Perhaps in poor healthcare locales the death certificate just says "dead". Some people might not see a doctor at any stage of the disease.
You might be able to claim that for some countries, but all European data should be reliable, all countries have reasonably good cause of death recording.
I'm not sure any European healthcare system rates as terrible, compared to the global average.
This data doesn't seem to have much to do with deaths though, unless there is something on the page I'm missing?
Yes. But I'd assume Europe would have at least equal diagnoses capability. So number of diagnoses should be similar.

So is US that much worse than Europe? Then we could start trying to pick apart differences, like diet, walking.

What’s interesting is that Poland appears to stand out in Europe
And it's unlikely to be due to better diagnosis than Switzerland…
One factor that Poland shares with the US is their enthusiasm for fracking. Could of course just be a coincidence.
Food? Polish Sausage. Maybe both big Sausage eaters. But then I'd think Germany would be similar?
Germany, Finland, probably a few others that eat a lot of sausage.
even Canada is half as much as USA but as it is still high compared to other so is dark blue
After listening to stories from my Canadian friends about how hard it is to just get basic medicine like antibiotics I'd expect this to be caused by a lack of screening/diagnosis rather than actual differences in cancer rates.
Do they live somewhere that requires a float plane to reach a doctor? I've never heard of a fellow Canadian having a hard time getting antibiotics, what a bizarre anecdote.
Nope, just Northern Ontario. I've driven to their houses from the US.
That's why I chose mostly developed countries when I posted.
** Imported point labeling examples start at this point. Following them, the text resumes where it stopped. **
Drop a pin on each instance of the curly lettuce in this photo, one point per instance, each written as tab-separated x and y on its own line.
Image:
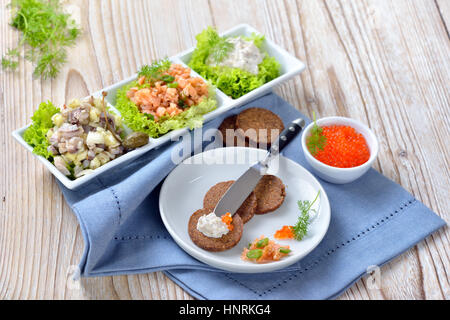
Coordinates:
142	122
36	134
232	81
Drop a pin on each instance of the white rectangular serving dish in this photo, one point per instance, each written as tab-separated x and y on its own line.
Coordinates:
290	66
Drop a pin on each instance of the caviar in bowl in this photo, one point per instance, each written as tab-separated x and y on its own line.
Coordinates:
352	148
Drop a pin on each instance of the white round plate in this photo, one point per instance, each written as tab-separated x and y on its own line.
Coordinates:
183	191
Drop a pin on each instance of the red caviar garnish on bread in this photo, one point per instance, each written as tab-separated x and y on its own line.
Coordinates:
287	232
228	220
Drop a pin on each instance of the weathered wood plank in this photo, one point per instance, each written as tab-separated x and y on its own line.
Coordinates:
385	62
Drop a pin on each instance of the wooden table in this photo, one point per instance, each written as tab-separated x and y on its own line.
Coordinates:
384	62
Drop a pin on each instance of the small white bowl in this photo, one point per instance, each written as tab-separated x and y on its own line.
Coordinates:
341	175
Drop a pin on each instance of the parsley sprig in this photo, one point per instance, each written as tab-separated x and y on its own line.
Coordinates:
301	227
46	33
316	141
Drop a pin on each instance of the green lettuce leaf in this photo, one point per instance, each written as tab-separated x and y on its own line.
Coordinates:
35	135
232	81
138	121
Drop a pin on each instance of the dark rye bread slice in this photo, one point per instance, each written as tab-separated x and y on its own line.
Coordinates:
246	211
270	193
223	243
232	140
252	120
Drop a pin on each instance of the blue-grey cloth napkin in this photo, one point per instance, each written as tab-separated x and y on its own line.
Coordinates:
373	220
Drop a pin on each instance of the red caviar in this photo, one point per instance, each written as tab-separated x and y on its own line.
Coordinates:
287	232
228	219
344	147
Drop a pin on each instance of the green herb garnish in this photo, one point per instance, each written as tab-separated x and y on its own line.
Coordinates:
167	78
46	33
155	70
316	141
255	254
301	227
36	134
221	47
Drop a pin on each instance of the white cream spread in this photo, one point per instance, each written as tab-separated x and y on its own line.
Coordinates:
244	55
212	226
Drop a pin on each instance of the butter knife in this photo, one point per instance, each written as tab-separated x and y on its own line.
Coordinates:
244	185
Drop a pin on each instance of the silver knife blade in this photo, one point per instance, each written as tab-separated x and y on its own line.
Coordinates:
240	190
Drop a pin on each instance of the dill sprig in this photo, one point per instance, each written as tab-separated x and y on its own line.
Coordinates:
301	227
316	141
46	32
220	48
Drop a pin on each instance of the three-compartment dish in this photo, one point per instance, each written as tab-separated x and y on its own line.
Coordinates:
289	66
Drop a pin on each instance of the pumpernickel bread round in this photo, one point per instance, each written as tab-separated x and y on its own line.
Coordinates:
252	120
270	193
231	140
246	211
223	243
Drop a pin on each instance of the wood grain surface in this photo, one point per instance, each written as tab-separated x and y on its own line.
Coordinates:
384	62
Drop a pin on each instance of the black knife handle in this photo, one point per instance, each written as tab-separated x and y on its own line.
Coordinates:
288	134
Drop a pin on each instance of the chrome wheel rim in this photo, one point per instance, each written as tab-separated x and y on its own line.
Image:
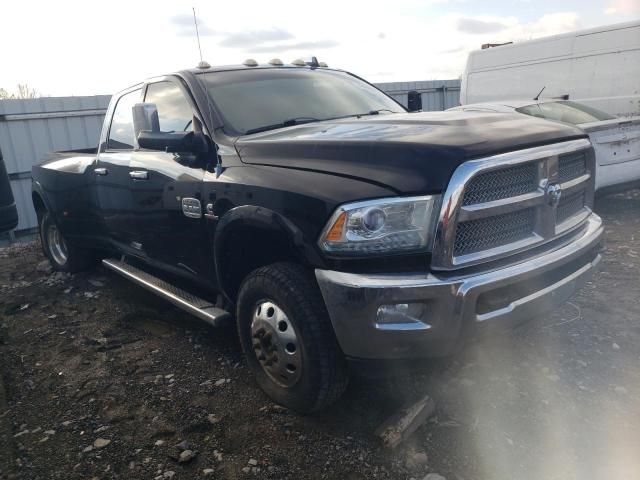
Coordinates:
275	344
57	245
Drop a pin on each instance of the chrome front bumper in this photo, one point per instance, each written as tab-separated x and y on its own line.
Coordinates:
454	304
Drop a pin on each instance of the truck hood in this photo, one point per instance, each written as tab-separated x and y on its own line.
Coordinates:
407	152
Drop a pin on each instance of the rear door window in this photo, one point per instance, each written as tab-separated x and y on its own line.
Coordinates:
121	136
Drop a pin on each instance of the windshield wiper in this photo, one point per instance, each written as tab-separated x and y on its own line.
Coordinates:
287	123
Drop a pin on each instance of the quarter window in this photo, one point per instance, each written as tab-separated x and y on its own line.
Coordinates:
121	136
174	112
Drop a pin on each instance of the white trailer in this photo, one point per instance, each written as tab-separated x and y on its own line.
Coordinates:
599	67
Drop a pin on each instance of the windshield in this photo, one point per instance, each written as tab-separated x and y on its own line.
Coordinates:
254	100
565	111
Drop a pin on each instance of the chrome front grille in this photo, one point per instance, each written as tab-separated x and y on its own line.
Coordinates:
501	205
499	184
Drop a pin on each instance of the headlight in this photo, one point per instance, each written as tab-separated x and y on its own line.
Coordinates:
388	225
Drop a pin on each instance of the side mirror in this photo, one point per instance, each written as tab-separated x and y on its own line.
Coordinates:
145	117
174	142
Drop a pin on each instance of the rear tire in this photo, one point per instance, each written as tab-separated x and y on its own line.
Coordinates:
288	339
63	256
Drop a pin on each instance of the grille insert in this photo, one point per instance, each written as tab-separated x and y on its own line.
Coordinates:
570	206
503	183
486	233
571	166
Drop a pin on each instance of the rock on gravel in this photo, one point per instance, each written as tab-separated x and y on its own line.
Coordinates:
186	456
101	443
434	476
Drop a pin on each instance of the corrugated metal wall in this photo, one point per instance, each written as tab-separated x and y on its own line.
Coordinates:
436	94
31	128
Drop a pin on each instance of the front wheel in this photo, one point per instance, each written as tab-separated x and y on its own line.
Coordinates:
62	256
288	339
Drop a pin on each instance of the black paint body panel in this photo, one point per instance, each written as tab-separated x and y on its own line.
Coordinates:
289	180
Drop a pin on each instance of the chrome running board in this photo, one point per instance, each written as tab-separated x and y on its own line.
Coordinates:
196	306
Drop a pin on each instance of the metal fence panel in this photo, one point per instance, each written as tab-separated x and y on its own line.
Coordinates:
31	128
436	94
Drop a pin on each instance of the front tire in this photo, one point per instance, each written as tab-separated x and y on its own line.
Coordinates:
63	256
288	339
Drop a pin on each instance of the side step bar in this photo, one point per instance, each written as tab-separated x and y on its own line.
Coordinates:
197	306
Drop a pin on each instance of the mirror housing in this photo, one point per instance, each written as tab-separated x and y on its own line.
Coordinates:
173	142
145	117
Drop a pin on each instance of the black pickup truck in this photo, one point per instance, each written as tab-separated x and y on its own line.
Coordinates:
335	227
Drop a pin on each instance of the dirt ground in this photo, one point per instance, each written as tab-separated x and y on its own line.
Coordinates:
100	379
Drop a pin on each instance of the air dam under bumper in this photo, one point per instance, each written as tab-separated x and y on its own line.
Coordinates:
452	305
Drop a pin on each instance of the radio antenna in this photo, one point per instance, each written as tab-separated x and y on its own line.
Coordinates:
195	21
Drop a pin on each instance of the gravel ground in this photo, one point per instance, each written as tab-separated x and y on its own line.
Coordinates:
100	379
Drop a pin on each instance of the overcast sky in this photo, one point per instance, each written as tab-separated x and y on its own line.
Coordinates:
86	47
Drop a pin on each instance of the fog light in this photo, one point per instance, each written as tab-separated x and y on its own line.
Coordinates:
410	316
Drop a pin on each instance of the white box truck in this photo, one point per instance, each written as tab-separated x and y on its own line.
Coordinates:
599	67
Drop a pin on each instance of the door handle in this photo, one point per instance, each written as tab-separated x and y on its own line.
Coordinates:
139	174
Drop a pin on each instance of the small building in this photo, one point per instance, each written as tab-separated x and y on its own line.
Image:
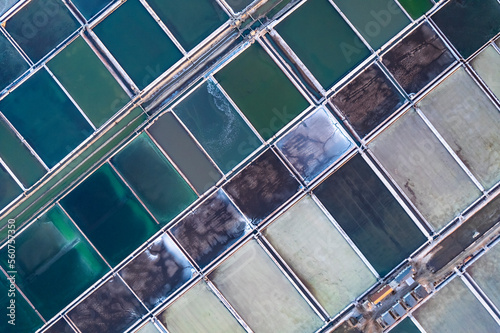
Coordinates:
403	276
398	310
388	319
409	301
380	295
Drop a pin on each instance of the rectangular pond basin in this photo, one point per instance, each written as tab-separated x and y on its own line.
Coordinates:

Edit: I just realized that the link was changed. What I had initially was this: https://ourworldindata.org/grapher/cancer-incidence?tab=char...

AFAIU HN's posting system strips URL parameters.

If they're significant to your post you can email the mods at hn@ycombinator.com to restore them.

You might also want to write a top-level comment clarifying what you find significant about the URL and/or specific query.

The 2020, 2021 dip looks fishy, I would hypothize this is related to the pandemic lockdowns and overburdened hospitals reducing the number of cancer diagnoses. But it's a hypothesis that would need to be confirmed with the relevant numbers.
It would be useful if the data differentiated by type of cancer. For instance, skin cancer diagnosis is straightforward and inexpensive. Visual identification and a biopsy, led by the patient noticing a difference. Contrast that with pancreatic cancer, which requires imaging for diagnosis.

As it is the only meaningful conclusion to draw from this data is that we need more data.

Japan has a fuckton of that (yearly mandatory medical checks) but I don’t see their numbers being crazily inflated.
Japan, having ~the highest average age, should be on the top of the list but is not: second-highest bin. Australia is the skin cancer capital of the world ('Approximately 2 in 3 Australians will be diagnosed with skin cancer before the age of 70'), yet is in the third-highest bin. Isn't that interesting!
To control for this I personally like comparing Murica North vs Murica South. (USA vs AUS).